Stavros
Fasoulas, Dio dello spazio siderale. Lo guardi condurre elementi di nome
Quedex ancora prima di
Sanxion,
che erano due
orizzontali che
avranno
comportato frantumazioni di joystick al veterano
comandante di stormi, croce di ferro, medaglia d’oro al valor militare,
colui che a fine Ottanta dopo aver prestato servizio in sala giochi si studiava europeo
le varianti al genere giapponese con le navi che volano. È con Delta che avviene l’emancipazione di
Stavros, ed è con Delta che lo sparatutto inizia a parlare Commodore, ed è con Delta,
ancora, che tale Rob Hubbard ripiega il suono del mondo nero di stelle, che sono puntini luminosi
multicolore, per giustificare la cognizione di lontananza, l’inavvicinabile
infinito. Una tecnica di programmazione austera per
design
fortemente devoto agli scenari classici degli shoot ’em up a otto bit, benché
rivelatrice di
uno stemma imperscrutabile in quei tempi dove il videogioco era lungi
dall’essere classato per specie e stili; e bastava, il disegno complesso, a
concedere la sfida.
Il preludio trae racconto da mille e cento
sequenze di cinema di fantascienza trascendente, attuando comunque in
raccordo di
accettabile pathos:
nello spazio vi è una colonia aliena chiamata Delta nel cui luogo
di transito sono improvvisamente scomparsi fior di cargo di trasporto passeggeri. La
confederazione stellare incarica allora
il miglior pilota della accademia di perlustrare la zona e registrare eventuali
presenze extraterrestri; la situazione precipita quando, racatosi sul posto, l’eroe si
ritrova in un ambiente mistico, un buco nero brulicante alieni e
sculture mai concepibili dall’umana arte. Delta comincia
adesso,
con la classica missione disperata. Si tenterà di uscire vivi, per l’ennesima volta,
dal teorema dello spazio ostile proteso elegante alla bidimensione
surreale, cose e mostri che attaccano in geometria e vanno dritti.
Territorio visuale difforme da quanto allora visto sul Commodore 64, e
abbastanza distante dallo stesso
Armalyte
(che venne poi importunamente scambiato per il sequel ufficiale di Delta). La radicalizzazione
del processo di sparo, che si vincola a un level design di schemi, si manifesta
in forma di shoot ’em up di assoluta inerzia, e quindi attraverso
l’invenzione dello shooter a scorrimento di classe occidentale.

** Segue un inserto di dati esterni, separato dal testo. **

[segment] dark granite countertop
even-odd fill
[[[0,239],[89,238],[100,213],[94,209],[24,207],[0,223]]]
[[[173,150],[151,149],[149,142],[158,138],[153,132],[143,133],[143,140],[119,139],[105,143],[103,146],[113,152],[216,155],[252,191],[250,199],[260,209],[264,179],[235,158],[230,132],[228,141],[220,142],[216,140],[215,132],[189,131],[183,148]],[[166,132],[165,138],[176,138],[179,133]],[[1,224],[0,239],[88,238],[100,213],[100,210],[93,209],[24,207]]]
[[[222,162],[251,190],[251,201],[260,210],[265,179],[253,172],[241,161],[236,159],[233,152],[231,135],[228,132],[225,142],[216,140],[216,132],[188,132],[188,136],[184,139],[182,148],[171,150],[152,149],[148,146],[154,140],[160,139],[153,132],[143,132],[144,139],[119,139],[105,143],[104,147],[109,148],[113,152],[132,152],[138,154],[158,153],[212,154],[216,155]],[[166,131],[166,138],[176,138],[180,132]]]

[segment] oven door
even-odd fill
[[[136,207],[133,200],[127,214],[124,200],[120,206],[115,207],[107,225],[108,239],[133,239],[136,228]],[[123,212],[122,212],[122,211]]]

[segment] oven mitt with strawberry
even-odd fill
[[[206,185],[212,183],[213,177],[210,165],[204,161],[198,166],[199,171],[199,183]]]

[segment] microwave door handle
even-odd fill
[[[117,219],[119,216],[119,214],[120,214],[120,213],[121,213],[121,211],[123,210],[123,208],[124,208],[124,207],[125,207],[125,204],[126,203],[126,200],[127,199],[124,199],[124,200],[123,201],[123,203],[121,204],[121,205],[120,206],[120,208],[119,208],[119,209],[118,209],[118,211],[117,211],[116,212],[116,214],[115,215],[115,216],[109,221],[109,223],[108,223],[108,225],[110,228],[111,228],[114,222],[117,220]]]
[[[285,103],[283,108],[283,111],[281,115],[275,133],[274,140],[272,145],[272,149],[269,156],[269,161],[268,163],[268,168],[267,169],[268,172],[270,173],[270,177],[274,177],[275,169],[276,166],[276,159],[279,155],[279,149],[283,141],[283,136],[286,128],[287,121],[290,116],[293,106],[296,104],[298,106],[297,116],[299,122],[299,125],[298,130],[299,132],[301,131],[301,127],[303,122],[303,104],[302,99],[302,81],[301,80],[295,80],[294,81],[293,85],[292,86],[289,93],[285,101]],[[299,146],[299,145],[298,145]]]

Delta spara rigido e immutabile fugge, fino
alla deriva. Il percorso di guerra avviene nella alternanza di sezioni a
scansamento e rapide azioni di attacco. Assunzione rigorosa, per riuscire a
infilarsi all’interno di canali di cinque o sei pixel, mentre lo scrolling accelera e
l’occhio impazzisce in una spirale di frustrazione violenta. La estetica della opera
Thalamus è un inno allo sviluppo rettilineo omogeneo, un archetipo che però si
nutre di invenzioni riscontrabili, atti di colore; la sobrietà estrema del
fondale si contrappone ai 50Hz ancorati, all’animazione della astronave che
diventa istantanea nonché paradigma dei generi. Rilevante stralcio di shoot
’em up
successivi avrebbe costruito sull’innovazione di questo oggetto volante
mirabilmente animato, che ruota sul suo asse assumendo corpo, divenendo
argomento futurista, futuribile per viaggi a velocità warp. Delta è zone di
oscurità critica, fissità del buio, paura del nulla che ha sede oltre la
stratosfera. Le stelle sullo sfondo, troppo distanti da essere raggiunte,
descrivono il contesto di impossibilità che l’autore esercita in fase di
navigazione, ché se non si è subnormali non si vince. Fasoulas rivendica il
diritto all’europeismo, per cui munito di paraocchi dà alla luce il
videogioco per veri piloti di caccia stellari, licenza da esibire due giorni
prima della partenza, vidimazione di alti funzionari del congresso. Ché se
non si è piloti si perde. Si resta spauriti e si cade, assieme all’umanità,
appena dopo il decollo. Sicché Rob Hubbard impone una
colonna sonora che ancora adesso vuol restare indimenticabile al primo
caricamento, struttura di suoni che
evocano storie di guerre stellari antiche, solitudine spaziale, avventure
senza ritorno, costellazioni.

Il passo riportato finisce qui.